The next morning, I had coffee with my father. I asked him what he thought of Tinder.
"Young women today," he said, shaking his head. "Show me it."
I pulled my iPhone out.
"This is like a game where people meet each other through their phones to go on dates."
He looked at Tinder, perplexed. "I wish we had this online shit when I was a kid. It's so easy."
I wanted to tell him that my gut feeling was it didn't make things easier. Instead I asked, "Should I date any of these guys?"
"Why are you looking for something?" he asked. "Why don't you let something look for you?"
Those questions made me angry, but the more I thought about it, the more I felt my father had a point.
One of my favourite writers recently tweeted, "OKCUPID SCARES ME. SAME WITH TINDER. I DONT UNDERSTAND WHY ITS SO HARD. OUR PARENTS WERE MARRIED AND PREGS BY 22."
In the week that I had Tinder, I matched with 58 guys. About five other ones I hadn't seen yet found me on Facebook through our mutual friends. I liked messaging with some of the men. Most of the time, it felt like being forced to sit next to someone you don't know at a wedding, even if we had friends in common.
"Oh, what do you do?" or, "Cool, I like The Fugees, too," just didn't feel like enough information to go off of. I felt bad because I engaged in a lot of conversations that I never finished. However, all of the men I talked to were respectful, funny and smart. I don't really understand why I felt so disengaged.
The problem with being 26 right now is that unending options don't lead to clear choices. At the end of the day, Tinder didn't make me feel like I had more potential dates than before, when, in reality, I had 60 more.
Something about the men I've loved held me upon first meeting, like an unexpected squeeze on the arm. I believe in hunches, a feeling that you don't get from photos or profiles. But the feeling had gotten me into a lot of trouble. Staring at a screen, swiping left, swiping right, felt fake. I didn't want to face meeting a guy I'd had great messages with and cute pictures only to feel completely alone in his presence. I didn't want to be confronted over vodka sodas with the paradoxical feeling of having lost something I never had.

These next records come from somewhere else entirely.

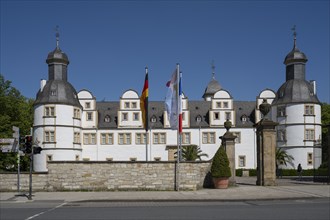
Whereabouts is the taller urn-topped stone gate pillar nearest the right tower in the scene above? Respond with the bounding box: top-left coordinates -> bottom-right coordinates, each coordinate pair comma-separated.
255,99 -> 278,186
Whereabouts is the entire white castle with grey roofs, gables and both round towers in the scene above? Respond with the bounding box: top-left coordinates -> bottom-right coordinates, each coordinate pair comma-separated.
33,34 -> 321,171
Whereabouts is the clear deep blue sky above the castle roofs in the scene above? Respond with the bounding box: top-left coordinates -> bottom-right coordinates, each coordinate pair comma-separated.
0,0 -> 330,103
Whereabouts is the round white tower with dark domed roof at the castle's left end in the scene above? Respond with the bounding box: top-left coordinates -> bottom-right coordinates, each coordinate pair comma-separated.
33,32 -> 82,171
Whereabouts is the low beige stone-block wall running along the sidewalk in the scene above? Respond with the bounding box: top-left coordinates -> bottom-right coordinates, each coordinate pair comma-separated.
0,161 -> 210,191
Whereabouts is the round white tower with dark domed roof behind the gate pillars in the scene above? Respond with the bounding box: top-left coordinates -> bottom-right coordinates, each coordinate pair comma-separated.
272,29 -> 322,169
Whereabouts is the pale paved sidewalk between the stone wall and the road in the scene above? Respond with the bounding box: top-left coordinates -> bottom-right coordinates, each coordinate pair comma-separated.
0,177 -> 330,202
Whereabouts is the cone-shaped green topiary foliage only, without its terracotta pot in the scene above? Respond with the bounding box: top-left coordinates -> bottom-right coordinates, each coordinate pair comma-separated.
211,145 -> 231,178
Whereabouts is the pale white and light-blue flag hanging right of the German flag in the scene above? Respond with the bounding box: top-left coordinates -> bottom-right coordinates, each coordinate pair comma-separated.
165,65 -> 182,130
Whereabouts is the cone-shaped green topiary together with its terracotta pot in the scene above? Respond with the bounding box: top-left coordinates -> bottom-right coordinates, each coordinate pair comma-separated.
211,145 -> 231,189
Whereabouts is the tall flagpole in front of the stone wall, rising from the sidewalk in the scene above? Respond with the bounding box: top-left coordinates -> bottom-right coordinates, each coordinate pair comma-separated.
176,63 -> 181,191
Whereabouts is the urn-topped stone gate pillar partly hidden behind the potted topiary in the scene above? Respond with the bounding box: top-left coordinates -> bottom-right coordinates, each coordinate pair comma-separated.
219,119 -> 237,185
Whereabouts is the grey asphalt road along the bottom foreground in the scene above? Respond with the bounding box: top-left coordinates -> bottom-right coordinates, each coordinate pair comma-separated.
0,198 -> 330,220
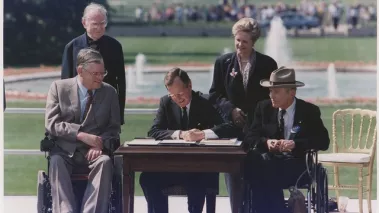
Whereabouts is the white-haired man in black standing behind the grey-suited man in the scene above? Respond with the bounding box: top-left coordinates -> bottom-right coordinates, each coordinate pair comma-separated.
61,3 -> 126,124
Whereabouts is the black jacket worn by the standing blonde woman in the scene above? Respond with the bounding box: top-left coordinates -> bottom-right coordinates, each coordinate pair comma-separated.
209,52 -> 278,126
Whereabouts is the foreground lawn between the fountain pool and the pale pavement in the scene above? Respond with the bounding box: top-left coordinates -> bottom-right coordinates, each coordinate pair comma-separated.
4,102 -> 376,198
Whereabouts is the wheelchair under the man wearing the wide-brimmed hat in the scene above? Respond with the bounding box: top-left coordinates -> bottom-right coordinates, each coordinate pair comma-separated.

Lately, it was too familiar.
Until yesterday, I thought that statement would be the end of this article. But then something inside me said, "Nah, forget that."
Two days ago, I met a man I matched with on Tinder. He was handsome. He was funny. He was smart. To my surprise, our date didn't feel weird at all. I don't know if I'll ever see him again. To me, it doesn't matter.
That night, I felt something and I recognized it. It was who I used to be. She was waving at me from a faraway shore. That night, I realized that even though the old me was more remote I wanted her to be, she still did exist. I owe that discovery to Tinder.
Riding home on the streetcar tonight, I couldn't stop smiling. It wasn't because I had liked my date.
It was because I thought the old me was gone for good.